Object-oriented design: A
methodology that uses small, reusable components to construct large
software systems.
Reserved words: Words that have predefined meanings that
cannot be changed.
Library identifiers: Words defined in standard C++ libraries.
Programmer supplied identifiers: Words defined by the programmer.
Keywords: Either reserved words or library identifiers.
Syntax: The formal rules governing construction of valid statements.
Preprocessor directives: Statements that tell the C++ preprocessor to perform such tasks as combining source program files prior to compilation.

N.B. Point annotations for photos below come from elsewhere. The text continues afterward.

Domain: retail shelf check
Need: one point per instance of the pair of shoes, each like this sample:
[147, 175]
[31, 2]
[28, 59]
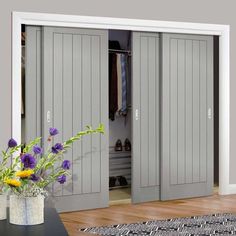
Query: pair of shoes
[117, 181]
[119, 147]
[112, 182]
[127, 145]
[122, 180]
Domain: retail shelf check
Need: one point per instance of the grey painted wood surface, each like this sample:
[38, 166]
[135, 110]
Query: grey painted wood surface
[33, 83]
[187, 128]
[146, 117]
[75, 76]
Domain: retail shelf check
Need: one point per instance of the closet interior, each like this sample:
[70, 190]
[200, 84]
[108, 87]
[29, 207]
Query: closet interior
[120, 140]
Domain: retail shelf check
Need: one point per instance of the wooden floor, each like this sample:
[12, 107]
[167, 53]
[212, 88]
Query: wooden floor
[141, 212]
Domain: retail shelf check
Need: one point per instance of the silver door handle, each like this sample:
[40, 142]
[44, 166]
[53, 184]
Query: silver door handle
[209, 113]
[136, 114]
[48, 116]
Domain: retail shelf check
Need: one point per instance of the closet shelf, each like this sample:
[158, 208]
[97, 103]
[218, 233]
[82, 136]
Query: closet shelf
[120, 51]
[118, 187]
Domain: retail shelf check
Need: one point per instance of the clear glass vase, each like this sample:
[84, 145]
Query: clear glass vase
[3, 206]
[26, 210]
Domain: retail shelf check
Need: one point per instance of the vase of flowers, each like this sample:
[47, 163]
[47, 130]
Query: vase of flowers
[29, 174]
[3, 173]
[3, 206]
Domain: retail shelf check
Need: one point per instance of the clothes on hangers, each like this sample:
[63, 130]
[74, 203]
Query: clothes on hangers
[118, 73]
[113, 104]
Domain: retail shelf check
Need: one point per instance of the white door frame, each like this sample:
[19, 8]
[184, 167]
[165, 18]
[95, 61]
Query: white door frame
[223, 31]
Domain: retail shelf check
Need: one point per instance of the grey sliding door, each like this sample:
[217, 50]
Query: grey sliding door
[75, 93]
[33, 83]
[146, 117]
[187, 120]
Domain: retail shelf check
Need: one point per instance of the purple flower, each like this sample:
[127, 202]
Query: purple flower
[12, 143]
[53, 131]
[61, 179]
[37, 149]
[34, 178]
[65, 165]
[28, 160]
[57, 147]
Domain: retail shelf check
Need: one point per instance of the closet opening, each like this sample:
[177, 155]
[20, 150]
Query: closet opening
[120, 139]
[216, 112]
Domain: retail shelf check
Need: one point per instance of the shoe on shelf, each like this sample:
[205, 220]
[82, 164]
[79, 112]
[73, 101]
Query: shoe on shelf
[127, 145]
[118, 146]
[112, 182]
[122, 180]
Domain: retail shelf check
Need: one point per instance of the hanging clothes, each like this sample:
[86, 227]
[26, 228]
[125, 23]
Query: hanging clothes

Constant and type definition section:An area of a C++ program where constant and type definitions are placed, usually near the beginning of the text.
Main program heading: A syntactic form that marks the beginning of the main program.
Main block: The main part of a program.
Declaration section: The section used to declare variables that are necessary to the program.
Statement section: An area of a C++ program where the executable statements are placed.
Executable statement: The basic unit of grammar in C++ consisting of valid identifiers, standard identifiers, reserved words, numbers, and/or characters, together with appropriate punctuation.
Comment: A non-executable statement used to make a program more readable.
Data type: A formal description of the set of values a variable can have.
Fixed-point form: A method of writing decimal numbers in which the decimal is placed where it belongs in the number.
Floating-point form: A method for writing numbers in scientific notation to accommodate numbers that may have very large or very small values.
String: A data type used to represent a word or line of text.
String constant: A word or a line of text enclosed in double quotes.
Standard output stream: An object to which a program sends data for output to a device, normally the terminal screen.
Format manipulator: A symbol that instructs the computer to display output in a specified format, such as right justified.
Test program: A short program written to provide an answer to a specific question.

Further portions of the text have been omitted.